Martin Scorsese said later that making this film was an "unsettling" experience, in part because of the embarrassing, bitter material of the script. Scorsese said that he and Robert De Niro may have not worked together again for seven years because making The King of Comedy (1982) was so emotionally grueling.
Jerry Lewis found Martin Scorsese's working method initially frustrating, as he was made to wait around for the first 3 days of shooting. Lewis told Scorsese that he was a professional and was going to get paid for all the time he was made to wait, and that if Scorsese wasn't going to use him, then he could tell him that he wasn't needed.
Actor-comedian Jerry Lewis played a character, Jerry Langford, with the same first name as his own. Jerry Langford was originally named Bobby Langford in the script. But Lewis suggested that the character be named after him so that they could film reactions from real passersby who recognized him. None of the other people in that scene were actors except for the cabbie and the woman on the payphone.
When Rupert is talking to Rita in a restaurant, a man in the background is imitating Rupert's hand gestures. The man is played by the actor Chuck Low, who also appeared in De Niro and Scorsese's next collaboration Goodfellas (1990) as Morrie Kessler.
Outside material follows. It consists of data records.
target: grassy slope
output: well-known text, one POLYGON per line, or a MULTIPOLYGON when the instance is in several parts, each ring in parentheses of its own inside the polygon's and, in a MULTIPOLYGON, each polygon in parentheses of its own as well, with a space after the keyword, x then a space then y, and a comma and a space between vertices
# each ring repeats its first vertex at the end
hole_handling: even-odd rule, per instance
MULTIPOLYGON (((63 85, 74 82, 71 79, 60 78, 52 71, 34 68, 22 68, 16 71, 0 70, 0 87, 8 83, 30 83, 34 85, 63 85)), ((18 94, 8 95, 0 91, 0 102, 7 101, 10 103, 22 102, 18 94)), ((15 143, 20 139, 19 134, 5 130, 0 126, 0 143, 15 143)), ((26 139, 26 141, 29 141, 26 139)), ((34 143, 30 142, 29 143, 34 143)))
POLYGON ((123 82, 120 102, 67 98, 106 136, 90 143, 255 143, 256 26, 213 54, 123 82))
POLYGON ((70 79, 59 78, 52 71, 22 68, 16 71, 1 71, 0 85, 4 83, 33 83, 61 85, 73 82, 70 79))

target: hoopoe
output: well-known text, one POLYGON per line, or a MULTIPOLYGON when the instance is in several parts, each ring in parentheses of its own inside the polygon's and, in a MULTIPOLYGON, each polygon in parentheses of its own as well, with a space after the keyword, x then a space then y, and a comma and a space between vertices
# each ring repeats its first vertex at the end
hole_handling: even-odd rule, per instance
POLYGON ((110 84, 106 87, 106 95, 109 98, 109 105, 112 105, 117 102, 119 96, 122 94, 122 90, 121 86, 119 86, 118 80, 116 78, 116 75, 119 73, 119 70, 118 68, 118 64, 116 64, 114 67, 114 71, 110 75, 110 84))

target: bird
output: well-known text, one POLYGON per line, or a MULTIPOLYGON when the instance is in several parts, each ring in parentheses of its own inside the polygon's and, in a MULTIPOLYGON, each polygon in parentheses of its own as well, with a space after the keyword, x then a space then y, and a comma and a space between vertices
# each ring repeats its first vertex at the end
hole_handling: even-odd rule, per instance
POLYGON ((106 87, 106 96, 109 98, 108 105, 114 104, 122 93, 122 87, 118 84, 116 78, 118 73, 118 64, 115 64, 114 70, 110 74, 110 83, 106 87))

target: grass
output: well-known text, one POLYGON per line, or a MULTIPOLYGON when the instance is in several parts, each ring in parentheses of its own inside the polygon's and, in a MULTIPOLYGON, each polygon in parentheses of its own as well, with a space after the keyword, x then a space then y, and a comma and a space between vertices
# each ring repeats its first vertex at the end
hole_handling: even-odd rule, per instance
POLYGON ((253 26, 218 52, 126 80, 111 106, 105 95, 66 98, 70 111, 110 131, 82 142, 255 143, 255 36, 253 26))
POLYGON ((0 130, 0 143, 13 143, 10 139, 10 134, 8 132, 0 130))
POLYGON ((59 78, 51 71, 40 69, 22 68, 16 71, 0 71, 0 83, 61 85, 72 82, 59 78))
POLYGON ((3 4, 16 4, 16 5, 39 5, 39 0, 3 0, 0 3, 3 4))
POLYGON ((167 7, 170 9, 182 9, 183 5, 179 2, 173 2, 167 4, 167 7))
The talk show segments were filmed on videotape (like a real talk show) and later transferred to film. An unedited version of Jerry's monologue in its original video format can be seen as part of the DVD's special features.
In his monologue on the Jerry Langford show, De Niro's character Rupert Pupkin says that he is from Clifton, New Jersey. This is possibly an allusion to Andy Kaufman's abusive comedian persona, Tony Clifton, whom Pupkin resembles with similar hair, mustache and cheap blue suits.
In the original script, when Rupert and Rita meet in the diner, there is a stranger sitting behind Rupert who flirts with Rita; later this stranger propositions her successfully. Although he is glimpsed in the film, it is not clear what he is doing. Another change is that in the script, when Rupert is being interviewed by the authorities who are looking for Jerry, Rupert is beaten, this does not happen in the film.
Liza Minnelli filmed a scene where she played herself on Jerry Langford's talk show and sang "New York, New York" but it didn't make the final cut. Minnelli only appears in the finished film as a life-size cardboard cutout, a guest on Rupert Pupkin's basement talk show.
Man in van - as Jerry Langford is walking across the street and is greeted by a woman at a phone booth where she wants him to talk to her nephew Morris, Scorsese can be seen in the driver's side of a green van.